Sur les conclusions indemnitaires :
12. En l’absence d’illégalité fautive de l’administration, les conclusions indemnitaires présentées par M. Y tendant à la réparation de son préjudice de carrière, de son préjudice moral et des troubles dans ses conditions d’existence doivent être rejetées.
13. Il résulte de ce qui précède que la requête de M. Y doit être rejetée, y compris les conclusions présentées sur le fondement de l’article L. 761-1 du code de justice administrative.
D E C I D E :
Article 1er : La requête de M. Y est rejetée.
Article 2 : Le présent jugement sera notifié à M. Z Y et au ministre de l’intérieur.
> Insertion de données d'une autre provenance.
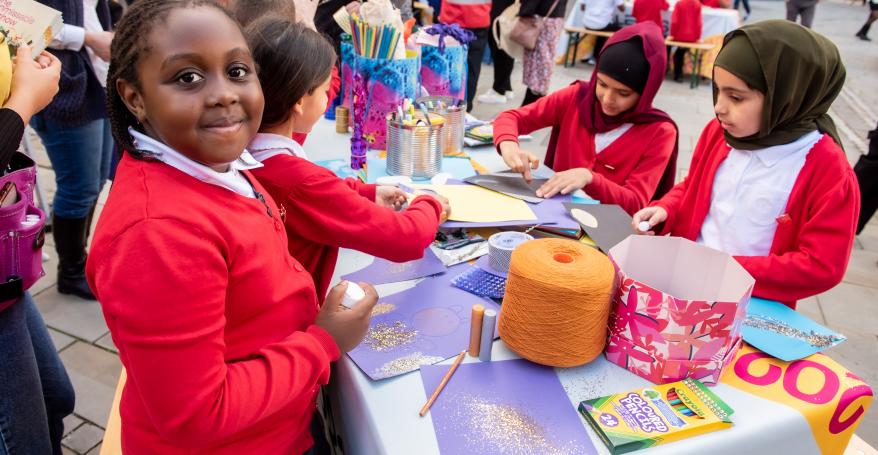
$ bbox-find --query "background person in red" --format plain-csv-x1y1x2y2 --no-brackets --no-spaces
631,0,670,31
247,17,450,300
633,20,860,308
668,0,702,82
494,22,677,217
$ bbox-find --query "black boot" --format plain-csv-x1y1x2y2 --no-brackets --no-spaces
52,215,96,300
857,24,872,41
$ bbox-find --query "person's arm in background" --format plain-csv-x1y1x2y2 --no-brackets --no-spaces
0,46,61,169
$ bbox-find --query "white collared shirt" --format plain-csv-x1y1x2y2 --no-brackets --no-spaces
698,131,823,256
594,123,634,154
49,0,110,87
128,128,262,199
247,133,308,163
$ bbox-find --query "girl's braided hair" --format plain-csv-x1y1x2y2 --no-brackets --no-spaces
107,0,244,158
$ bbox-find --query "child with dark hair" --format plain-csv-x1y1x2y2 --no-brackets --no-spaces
247,17,449,298
225,0,341,144
87,0,377,455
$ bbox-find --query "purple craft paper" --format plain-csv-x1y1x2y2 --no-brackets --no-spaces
348,264,500,380
442,180,580,231
342,247,445,285
421,360,598,455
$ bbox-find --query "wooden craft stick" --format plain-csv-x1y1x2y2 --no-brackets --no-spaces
420,350,466,417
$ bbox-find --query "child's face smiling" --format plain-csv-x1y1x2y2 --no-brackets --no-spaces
118,7,265,171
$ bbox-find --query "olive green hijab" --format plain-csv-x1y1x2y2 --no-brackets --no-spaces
713,20,845,150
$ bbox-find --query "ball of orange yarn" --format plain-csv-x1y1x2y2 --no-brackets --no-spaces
498,239,615,367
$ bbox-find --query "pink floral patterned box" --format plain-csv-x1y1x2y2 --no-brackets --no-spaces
606,235,755,384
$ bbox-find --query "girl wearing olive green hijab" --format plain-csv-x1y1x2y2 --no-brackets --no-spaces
634,20,860,308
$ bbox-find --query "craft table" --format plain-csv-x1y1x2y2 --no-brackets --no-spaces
305,120,872,455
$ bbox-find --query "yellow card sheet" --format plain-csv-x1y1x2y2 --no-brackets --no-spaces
411,185,537,223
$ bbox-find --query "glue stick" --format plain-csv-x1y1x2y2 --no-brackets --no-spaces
341,282,366,308
479,310,497,362
468,303,485,357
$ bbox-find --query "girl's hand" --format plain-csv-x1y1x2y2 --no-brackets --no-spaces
4,46,61,125
315,281,378,352
375,185,406,210
631,206,668,235
500,141,540,182
537,167,594,198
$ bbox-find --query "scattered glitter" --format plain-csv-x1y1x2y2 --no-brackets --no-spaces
363,321,418,351
744,315,845,349
373,352,445,379
372,303,396,316
446,395,583,455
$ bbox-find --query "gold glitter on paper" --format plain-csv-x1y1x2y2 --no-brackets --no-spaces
363,321,418,351
372,303,396,316
374,352,444,379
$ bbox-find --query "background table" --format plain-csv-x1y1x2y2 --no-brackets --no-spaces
305,120,871,455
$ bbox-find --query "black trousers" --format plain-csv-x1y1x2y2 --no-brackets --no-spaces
488,0,515,95
466,28,488,112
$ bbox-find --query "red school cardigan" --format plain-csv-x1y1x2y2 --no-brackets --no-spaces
653,119,860,308
251,155,442,301
494,81,677,214
86,154,339,455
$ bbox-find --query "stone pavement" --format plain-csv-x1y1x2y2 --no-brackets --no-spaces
22,0,878,455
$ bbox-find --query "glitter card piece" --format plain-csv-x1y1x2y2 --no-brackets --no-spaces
342,247,445,285
348,264,500,379
741,297,846,362
421,360,597,455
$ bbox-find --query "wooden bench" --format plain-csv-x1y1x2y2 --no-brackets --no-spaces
564,27,717,88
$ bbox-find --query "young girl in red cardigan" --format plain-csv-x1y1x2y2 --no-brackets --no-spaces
86,0,377,455
494,21,677,214
634,20,860,308
246,17,450,298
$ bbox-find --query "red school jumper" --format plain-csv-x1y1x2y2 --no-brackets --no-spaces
494,81,677,214
670,0,702,43
86,154,339,455
251,155,442,301
631,0,670,30
653,119,860,308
Délibéré après l’audience du 26 janvier 2022, à laquelle siégeaient :
M. Ladreyt, président, M. Gandolfi, premier conseiller, M. X, premier conseiller.
Rendu public par mise à disposition au greffe le 09 février 2022.
Le rapporteur, Le président,
D. X J-P. LADREYT
Le greffier,
L. SUEUR
La République mande et ordonne au ministre de l’intérieur en ce qui le concerne ou à tous huissiers de justice à ce requis en ce qui concerne les voies de droit commun contre les parties privées, de pourvoir à l’exécution de la présente décision.